Беатрис подошла к парадной двери, ведущей в холл. Лиззи заметила, что она ошеломлена, обнаружив Фрэнка на ступеньках в одиночестве. Беатрис поприветствовала его как обычно – расцеловала в каждую щеку, – прежде чем заметила Лиззи, наблюдающую за ними снизу вверх. Облегчение Беатрис прорвалось наружу.
– Вот и они все! Не хотите подняться или мне спуститься? – спросила она.
Дверь подвала со скрипом распахнулась. Прорвавшись внутрь, дети навалились на Фиа, как щенки. Лиззи двинулась за ними, но боялась оставлять Беатрис с Фрэнком наедине. Глядя на них, стоящих рядом у входной двери, она поняла, что они такая же невероятная пара, как Марлен Дитрих и Чарли Чаплин. Синий костюм Фрэнка из секонд-хенда был помят, сидел мешковато. Он не брился по несколько дней и слишком редко причесывался, Господь ему судья. На своих каблуках Беатрис возвышалась над ним, сдержанная и неприступная, как политик на встрече с избирателями.
Фрэнк вошел в парадный холл. Беатрис закрыла за ним входную дверь и спустилась по ступенькам в подвал, чтобы обнять Лиззи. Она пахла лимоном.

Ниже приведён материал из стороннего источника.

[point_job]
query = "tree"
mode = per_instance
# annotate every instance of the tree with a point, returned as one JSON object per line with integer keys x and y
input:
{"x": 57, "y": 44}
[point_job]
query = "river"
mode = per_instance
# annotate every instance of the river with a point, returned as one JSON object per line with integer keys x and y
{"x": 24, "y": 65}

Наверное, духами «Джо Малон».
– У нас все в порядке? – спросила Беатрис.
– Почти, – сказала Лиззи, передавая ей пластиковый пакет с чипсами, мороженым и газировкой. Беатрис взглянула на пакет, но не поблагодарила.

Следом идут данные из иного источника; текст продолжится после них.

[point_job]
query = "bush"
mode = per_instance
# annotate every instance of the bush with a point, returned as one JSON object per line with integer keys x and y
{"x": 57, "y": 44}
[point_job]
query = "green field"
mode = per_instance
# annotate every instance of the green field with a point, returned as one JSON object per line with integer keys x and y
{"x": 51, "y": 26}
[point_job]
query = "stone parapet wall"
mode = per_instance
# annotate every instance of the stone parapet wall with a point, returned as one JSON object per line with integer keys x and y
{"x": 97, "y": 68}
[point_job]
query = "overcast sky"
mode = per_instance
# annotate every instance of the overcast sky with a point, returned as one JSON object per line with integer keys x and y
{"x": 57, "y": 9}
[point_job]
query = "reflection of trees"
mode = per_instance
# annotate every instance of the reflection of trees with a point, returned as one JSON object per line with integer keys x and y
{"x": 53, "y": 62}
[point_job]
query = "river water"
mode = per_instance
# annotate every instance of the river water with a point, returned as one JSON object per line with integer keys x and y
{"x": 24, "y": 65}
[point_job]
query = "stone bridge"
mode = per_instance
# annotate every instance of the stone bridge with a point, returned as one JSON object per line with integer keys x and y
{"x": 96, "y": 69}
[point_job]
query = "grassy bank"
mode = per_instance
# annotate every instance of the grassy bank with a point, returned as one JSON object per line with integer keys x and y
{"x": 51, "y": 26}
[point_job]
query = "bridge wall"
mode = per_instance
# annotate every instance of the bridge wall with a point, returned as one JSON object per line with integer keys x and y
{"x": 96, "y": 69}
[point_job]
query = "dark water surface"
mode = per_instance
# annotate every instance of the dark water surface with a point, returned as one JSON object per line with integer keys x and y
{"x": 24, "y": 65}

– Не нужно было ничего приносить. У меня есть еда для детей.
Лиззи уже много раз наблюдала, как исчезали ее подношения: вероятно, в мусорном ведре. Раньше она делала вид, что ей все равно, но это было грубо. Беатрис это больше не сойдет с рук.
– Дети сами это выбрали. Они будут ждать мороженого. Если хочешь, можем сделать так, чтобы Фиа не досталось. – Лиззи улыбнулась, зная, что никто, даже Беатрис, не стал бы так мучить ребенка.
– Конечно, – сказала Беатрис. – Проходи. – Она повела Лиззи в подвал, мимо гостевой спальни, ванной и игровой комнаты, описывая программу вечера. Сначала дети поедят, потом в игровой комнате посмотрят фильм «Астерикс на Олимпийских играх», последний фаворит Фиа, – пока взрослые будут есть. Она объявила, что никто не хочет засиживаться до поздней ночи. Лиззи задалась вопросом, что это за «никто», поскольку ее мнения не спрашивали.
Каждый раз, когда Лиззи выходила из темного коридора в пристройку открытой планировки в задней части дома, служившую кухней-гостиной, она чувствовала зависть. Комнаты наверху, с их высокими потолками, большими подъемными окнами, панелями медового цвета и толстыми персидскими коврами, были светлыми, но и тут, внизу, подвал с крупной белой плиткой и стеной из черных складывающихся стеклянных дверей, ведущих в сад, был светлым и современным. Дополнительной высоты потолка удалось достичь, углубив пол. Огромные размеры этого пространства всегда заставляли Лиззи чувствовать себя ребенком. «Это холодный дом», – говорила она себе. Дети могут поскользнуться и пораниться о плитку: все, что ударялось об этот пол, разбивалось на миллион кусочков.